2 Replies Latest reply on Mar 7, 2012 12:18 PM by Dude!

    SSH X11 server


      We just received a audit finding on the solaris machine that states- the remote x11 server accepts connections from anywhere because various ports 6001, - 6009 were open. The suggested solution is to restrict access to this port by using the xhost command.

      We on the other hand have ssh configured by using X forwarding. Since the traffic is secure can we depend on ssh to secure traffic without restricting access to the local host ports?
        • 1. Re: SSH X11 server
          The xhost command will not close ports 6000-6009. It will however update the IP based access control to the X server that is already listening there.
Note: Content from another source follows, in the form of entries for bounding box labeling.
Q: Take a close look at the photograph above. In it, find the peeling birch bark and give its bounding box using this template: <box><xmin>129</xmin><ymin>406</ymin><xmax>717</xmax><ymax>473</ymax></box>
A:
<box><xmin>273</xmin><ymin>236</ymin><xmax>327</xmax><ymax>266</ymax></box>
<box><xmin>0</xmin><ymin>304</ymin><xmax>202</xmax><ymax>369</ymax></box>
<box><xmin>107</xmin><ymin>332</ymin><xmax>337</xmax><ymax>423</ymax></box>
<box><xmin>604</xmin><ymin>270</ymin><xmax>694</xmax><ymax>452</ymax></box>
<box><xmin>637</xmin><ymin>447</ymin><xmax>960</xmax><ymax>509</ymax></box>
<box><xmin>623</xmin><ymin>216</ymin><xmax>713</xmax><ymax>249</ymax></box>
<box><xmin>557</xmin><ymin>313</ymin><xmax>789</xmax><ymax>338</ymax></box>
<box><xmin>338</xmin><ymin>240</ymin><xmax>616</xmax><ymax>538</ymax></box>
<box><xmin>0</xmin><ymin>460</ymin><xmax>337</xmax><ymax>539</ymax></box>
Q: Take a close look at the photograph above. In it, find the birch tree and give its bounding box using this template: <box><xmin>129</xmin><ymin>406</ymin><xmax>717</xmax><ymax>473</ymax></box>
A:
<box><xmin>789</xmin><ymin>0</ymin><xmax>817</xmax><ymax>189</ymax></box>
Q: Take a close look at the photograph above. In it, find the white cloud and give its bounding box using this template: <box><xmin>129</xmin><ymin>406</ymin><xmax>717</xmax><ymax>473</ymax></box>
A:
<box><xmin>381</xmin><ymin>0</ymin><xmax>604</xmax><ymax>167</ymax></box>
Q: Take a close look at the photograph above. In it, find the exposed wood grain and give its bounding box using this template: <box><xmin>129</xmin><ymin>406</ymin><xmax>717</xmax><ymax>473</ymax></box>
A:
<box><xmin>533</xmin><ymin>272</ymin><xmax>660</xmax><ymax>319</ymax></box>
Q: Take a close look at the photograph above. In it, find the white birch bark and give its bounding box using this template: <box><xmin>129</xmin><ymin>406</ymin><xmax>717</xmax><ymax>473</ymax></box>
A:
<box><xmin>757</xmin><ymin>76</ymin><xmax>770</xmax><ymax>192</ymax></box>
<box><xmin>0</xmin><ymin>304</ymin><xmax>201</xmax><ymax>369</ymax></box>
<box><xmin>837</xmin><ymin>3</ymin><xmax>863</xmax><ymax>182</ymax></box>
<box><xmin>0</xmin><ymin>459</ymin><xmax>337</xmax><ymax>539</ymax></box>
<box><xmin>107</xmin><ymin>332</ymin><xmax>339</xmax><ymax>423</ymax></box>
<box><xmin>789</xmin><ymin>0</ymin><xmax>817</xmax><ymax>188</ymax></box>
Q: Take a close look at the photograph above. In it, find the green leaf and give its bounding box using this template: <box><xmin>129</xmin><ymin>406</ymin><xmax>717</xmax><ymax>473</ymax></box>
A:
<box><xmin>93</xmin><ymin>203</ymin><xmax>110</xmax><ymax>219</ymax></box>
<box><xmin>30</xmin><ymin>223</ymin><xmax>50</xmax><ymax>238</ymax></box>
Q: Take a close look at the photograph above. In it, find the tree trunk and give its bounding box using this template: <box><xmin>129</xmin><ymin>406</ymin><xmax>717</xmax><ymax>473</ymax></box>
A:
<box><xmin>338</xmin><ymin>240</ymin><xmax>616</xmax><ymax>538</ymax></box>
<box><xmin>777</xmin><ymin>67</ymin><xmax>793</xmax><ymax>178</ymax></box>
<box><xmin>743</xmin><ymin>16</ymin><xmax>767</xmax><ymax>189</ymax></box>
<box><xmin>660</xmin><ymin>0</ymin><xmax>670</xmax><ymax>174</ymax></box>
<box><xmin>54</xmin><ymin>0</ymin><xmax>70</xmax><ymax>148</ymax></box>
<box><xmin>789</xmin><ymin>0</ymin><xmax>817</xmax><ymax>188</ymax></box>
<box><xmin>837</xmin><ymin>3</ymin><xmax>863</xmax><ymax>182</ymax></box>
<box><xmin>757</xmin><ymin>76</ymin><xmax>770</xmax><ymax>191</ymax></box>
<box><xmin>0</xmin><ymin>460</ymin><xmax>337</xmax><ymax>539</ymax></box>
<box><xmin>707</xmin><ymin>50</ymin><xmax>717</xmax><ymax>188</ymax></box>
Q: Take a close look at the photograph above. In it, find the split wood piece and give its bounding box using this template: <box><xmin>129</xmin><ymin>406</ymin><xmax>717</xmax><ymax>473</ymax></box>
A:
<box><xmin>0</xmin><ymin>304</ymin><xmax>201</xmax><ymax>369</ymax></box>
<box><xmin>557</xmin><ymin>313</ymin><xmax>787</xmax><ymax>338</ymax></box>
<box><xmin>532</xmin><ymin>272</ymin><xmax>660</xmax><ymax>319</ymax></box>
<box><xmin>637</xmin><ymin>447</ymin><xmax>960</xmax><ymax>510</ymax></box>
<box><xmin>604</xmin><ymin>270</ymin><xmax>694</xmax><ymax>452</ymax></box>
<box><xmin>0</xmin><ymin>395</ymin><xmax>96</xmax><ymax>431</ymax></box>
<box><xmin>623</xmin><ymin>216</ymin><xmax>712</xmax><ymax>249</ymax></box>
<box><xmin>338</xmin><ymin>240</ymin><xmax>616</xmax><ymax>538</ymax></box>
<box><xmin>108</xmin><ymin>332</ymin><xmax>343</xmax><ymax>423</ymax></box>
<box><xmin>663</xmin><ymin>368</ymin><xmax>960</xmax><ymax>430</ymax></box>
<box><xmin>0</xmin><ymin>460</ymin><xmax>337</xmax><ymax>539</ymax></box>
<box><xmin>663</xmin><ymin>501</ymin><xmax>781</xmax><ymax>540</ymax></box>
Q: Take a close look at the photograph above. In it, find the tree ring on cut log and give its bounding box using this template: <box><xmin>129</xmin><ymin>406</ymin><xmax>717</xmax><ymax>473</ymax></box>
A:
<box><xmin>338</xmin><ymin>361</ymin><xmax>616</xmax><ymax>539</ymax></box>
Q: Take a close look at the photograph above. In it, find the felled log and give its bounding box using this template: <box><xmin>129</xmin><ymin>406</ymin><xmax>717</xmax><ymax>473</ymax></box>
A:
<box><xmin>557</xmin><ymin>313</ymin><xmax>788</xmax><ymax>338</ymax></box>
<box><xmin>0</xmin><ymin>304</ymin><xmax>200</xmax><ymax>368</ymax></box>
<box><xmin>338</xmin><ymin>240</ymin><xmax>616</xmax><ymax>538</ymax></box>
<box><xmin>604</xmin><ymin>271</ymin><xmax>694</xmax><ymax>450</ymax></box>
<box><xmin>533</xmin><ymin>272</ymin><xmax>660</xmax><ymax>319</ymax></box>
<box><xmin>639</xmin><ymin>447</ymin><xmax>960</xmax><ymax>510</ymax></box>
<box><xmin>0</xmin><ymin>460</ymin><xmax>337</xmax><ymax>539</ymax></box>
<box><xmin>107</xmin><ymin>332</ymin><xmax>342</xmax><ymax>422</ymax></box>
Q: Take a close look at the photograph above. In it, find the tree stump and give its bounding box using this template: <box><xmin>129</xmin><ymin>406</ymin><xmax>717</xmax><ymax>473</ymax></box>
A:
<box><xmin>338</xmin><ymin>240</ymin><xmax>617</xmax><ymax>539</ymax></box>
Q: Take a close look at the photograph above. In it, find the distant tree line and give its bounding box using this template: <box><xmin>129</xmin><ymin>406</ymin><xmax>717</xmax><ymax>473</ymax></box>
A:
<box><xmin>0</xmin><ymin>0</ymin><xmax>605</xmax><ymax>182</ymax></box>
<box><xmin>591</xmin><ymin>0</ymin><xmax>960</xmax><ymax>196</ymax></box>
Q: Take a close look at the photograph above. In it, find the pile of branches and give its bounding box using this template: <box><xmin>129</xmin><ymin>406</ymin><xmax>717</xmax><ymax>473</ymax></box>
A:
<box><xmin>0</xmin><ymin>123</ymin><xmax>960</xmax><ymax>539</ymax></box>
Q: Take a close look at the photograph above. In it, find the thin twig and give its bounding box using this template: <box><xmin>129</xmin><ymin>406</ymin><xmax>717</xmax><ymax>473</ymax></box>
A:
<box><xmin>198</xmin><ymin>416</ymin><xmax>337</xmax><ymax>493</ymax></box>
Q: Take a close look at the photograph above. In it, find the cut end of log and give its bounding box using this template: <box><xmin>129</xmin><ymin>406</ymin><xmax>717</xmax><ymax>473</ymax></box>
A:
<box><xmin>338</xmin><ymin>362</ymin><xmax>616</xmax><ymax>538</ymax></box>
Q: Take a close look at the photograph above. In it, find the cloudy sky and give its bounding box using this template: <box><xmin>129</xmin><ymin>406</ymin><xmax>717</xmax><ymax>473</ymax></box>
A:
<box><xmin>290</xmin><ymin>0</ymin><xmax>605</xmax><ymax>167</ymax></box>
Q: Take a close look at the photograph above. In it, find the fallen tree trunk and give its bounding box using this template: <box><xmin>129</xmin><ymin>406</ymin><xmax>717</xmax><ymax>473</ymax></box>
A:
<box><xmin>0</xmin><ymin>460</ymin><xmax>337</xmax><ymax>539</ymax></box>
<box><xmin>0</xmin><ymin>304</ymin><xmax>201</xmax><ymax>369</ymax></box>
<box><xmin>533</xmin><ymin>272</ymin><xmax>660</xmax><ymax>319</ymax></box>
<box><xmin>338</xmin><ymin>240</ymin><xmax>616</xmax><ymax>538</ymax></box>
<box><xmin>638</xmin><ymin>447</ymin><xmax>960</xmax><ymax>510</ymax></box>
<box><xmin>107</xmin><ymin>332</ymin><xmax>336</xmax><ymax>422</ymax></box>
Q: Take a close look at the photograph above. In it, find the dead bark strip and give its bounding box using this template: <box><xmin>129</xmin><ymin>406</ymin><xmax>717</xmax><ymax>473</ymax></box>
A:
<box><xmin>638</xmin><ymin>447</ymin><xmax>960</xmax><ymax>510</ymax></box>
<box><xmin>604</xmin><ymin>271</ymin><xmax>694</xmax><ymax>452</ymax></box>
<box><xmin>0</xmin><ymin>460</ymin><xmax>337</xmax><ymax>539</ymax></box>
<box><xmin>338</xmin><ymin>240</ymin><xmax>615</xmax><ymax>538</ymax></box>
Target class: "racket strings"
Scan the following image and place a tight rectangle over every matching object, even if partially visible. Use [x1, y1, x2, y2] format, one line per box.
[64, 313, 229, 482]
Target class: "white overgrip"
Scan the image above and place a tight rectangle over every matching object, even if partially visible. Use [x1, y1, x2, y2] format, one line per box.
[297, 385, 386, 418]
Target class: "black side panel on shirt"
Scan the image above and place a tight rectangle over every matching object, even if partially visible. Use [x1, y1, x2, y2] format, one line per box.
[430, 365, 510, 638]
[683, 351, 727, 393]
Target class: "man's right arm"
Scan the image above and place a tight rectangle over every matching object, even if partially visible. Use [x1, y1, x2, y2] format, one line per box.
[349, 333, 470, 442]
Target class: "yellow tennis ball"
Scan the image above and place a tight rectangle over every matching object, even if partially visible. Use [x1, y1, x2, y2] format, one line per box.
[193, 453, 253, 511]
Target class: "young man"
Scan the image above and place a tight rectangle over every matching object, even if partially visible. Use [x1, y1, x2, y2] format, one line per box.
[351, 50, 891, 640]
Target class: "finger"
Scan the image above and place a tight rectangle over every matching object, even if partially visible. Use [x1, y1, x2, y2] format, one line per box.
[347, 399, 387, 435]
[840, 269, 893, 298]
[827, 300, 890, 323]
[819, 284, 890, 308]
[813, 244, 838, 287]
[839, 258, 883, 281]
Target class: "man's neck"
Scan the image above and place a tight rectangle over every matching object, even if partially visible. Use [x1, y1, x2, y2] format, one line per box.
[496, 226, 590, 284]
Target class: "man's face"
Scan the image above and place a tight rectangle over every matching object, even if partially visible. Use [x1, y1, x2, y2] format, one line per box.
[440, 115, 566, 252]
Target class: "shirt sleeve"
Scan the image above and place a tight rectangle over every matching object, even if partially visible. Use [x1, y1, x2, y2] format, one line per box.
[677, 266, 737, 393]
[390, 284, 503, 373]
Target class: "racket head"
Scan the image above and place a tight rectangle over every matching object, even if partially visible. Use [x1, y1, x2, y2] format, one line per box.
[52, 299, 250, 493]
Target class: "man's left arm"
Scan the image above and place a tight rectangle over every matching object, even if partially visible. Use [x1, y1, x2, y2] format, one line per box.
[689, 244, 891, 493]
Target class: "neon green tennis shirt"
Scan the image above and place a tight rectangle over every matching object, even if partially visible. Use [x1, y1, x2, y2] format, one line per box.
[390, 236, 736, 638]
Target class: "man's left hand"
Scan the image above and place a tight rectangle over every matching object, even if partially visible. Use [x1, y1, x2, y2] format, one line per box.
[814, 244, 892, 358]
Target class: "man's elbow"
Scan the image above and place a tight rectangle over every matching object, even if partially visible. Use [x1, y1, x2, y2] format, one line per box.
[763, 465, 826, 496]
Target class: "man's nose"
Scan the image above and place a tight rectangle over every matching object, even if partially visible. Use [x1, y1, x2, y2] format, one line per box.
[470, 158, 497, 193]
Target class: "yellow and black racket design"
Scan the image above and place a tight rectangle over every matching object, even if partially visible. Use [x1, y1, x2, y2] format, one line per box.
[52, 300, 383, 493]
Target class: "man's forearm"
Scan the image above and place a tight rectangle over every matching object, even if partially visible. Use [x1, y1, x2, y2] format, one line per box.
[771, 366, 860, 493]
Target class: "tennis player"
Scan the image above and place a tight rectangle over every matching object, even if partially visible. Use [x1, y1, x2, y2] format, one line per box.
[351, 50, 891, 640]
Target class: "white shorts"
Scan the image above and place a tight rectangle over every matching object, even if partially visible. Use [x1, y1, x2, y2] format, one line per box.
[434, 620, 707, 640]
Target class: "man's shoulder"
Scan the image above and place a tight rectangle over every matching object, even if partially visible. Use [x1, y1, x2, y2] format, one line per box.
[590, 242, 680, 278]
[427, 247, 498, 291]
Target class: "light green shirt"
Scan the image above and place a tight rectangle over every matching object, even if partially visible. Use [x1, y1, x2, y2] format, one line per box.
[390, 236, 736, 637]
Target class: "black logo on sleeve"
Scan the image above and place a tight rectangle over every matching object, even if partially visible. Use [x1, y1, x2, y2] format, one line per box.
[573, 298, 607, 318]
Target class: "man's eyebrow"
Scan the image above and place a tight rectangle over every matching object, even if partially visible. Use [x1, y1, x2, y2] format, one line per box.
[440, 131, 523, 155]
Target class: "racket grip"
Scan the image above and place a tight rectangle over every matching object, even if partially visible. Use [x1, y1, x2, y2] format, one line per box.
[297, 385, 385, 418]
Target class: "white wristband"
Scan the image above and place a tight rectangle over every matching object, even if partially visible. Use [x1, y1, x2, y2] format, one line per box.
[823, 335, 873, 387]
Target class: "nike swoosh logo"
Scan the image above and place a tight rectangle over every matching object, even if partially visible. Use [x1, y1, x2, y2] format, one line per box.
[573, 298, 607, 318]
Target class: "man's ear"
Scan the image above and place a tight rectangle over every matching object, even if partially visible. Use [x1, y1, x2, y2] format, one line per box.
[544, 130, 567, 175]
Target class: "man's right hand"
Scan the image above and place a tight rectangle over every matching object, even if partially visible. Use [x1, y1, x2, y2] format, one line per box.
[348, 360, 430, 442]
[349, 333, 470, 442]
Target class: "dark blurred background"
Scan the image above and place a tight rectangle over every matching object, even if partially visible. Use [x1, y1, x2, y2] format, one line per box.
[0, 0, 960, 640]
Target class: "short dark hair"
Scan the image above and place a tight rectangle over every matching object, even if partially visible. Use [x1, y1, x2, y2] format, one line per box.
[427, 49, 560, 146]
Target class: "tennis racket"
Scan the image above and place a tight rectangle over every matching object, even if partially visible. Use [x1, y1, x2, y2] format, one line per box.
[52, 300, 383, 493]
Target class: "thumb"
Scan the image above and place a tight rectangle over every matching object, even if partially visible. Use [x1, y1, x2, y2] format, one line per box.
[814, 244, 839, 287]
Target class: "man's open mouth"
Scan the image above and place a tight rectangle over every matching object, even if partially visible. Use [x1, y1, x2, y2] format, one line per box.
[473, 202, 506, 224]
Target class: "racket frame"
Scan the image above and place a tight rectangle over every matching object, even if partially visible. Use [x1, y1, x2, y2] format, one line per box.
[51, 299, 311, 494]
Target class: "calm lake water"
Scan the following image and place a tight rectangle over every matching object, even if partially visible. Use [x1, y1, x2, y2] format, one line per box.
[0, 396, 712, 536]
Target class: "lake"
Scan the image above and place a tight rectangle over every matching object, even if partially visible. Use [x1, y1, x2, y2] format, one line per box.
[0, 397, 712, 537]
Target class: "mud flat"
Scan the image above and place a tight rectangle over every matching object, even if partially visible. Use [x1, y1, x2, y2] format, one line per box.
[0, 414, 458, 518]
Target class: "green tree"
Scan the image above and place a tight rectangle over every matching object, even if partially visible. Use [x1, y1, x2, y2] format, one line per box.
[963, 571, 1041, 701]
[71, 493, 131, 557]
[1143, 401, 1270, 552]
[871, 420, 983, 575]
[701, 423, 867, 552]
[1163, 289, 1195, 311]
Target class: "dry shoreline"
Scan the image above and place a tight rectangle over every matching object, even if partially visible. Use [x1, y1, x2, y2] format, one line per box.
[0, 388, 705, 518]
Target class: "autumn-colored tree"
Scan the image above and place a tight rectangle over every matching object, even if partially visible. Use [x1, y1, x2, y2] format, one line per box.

The Xserver would still be vulnerable to remote brute force attacks even if the source IP is not on the access control list. Even if you are exclusively connecting via ssh tunelling, those ports are still flapping in the breeze.

          Worse yet, if anyone uses the ports directly ("export DISPLAY=remotehost:0") the traffic is not encrypted meaning eavsdropping is relatively easily with snoop/tcpdump if a system along the routing path were compromised (or your switch, set to echo point to point packets to a capture port). Within seconds, that conversation would tell would-be attackers which IP addresses are on the access control list, allowing them to spoof the X11 client (man-in-the-middle), and even hijack control of the conversation entirely.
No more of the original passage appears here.